With the range of available performance-enhancing drugs wider than ever before, it’s vital that the technology and infrastructure used to beat the cheats responds to the ever-changing methods used by competitors who go to extreme – and illegal – lengths to be “the best”.
Catch me if you can
Athletes are randomly tested throughout their sporting season and during major competitions. Blood, and more commonly urine samples, are tested against a list of over 500 identified prohibited substances, spanning 11 drug categories. With such a broad spectrum of banned drugs to test for, accredited laboratories are using approximately 20 different procedures to analyse aliquots of an athlete’s “A” sample.
Anabolic steroids, synthetic derivatives of testosterone that allow athletes to train harder and build muscle more rapidly, are among the most prevalent classes of performance-enhancing drugs. To address sensitivity, triple quadrupole gas chromatography mass spectrometry (GC-MS) and liquid chromatography mass spectroscopy (LC-MS) are routinely used to accurately quantify the body’s levels of testosterone (T) and epitestosterone (E) – a naturally occurring inactive stereoisomer of testosterone that does not affect performance. Testosterone administered externally does not affect epitestosterone levels, meaning T/E ratios can be used to identify doping. For most, a T/E ratio of 1-to-1 is normal, but WADA set their standardised T/E limit at 4-to-1 to account for natural variation. Athletes testing outside this limit are further evaluated using techniques like carbon isotope ratio mass spectrometry (IRMS) interfaced to GC or GC-MS systems, which is used to determine whether the testosterone present in urine is endogenous (natural) or exogenous (synthetically derived).
On top of their game
For a major sporting event like the Olympics, it’s not just the athletes who have to be on their ‘A game’. Handling over 6000 samples in just 10 days, the anti-doping laboratory also needs to be running at ultra-peak performance.

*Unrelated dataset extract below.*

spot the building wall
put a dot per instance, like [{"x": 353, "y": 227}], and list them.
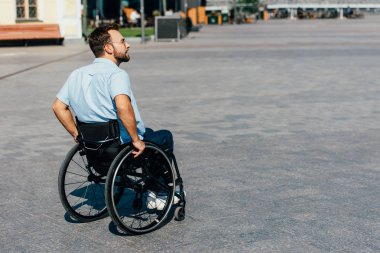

Testosterone and other dopants can be detected using ultra-high resolution Orbitrap mass spectrometers, capable of screening for large numbers of drugs rapidly. By analysing the way molecules fragment, compound identities can be confirmed beyond reasonable doubt. Such instruments have become the gold standard for accurate mass analysis, and have been routinely used since 2004 to screen all incoming athlete samples for suspect compounds as well as specifically for banned peptide hormones, which increase the number of oxygen-carrying red blood cells. More recently, this technology has been used to test for substances like recombinant insulin, which slows down muscle degradation, and growth hormones that stimulate cell regeneration.
Laboratory information management systems (LIMS), such as Thermo Scientific SampleManager LIMS, are used to integrate the fleet of instruments required for testing, allowing processes to be automated and data to be stored in central repositories, like the Anti-Doping Administration & Management System(ADAMS). With athletes’ reputations on the line, such technology infrastructure maintains the highest levels of integrity and accountability while ensuring efficient access to data.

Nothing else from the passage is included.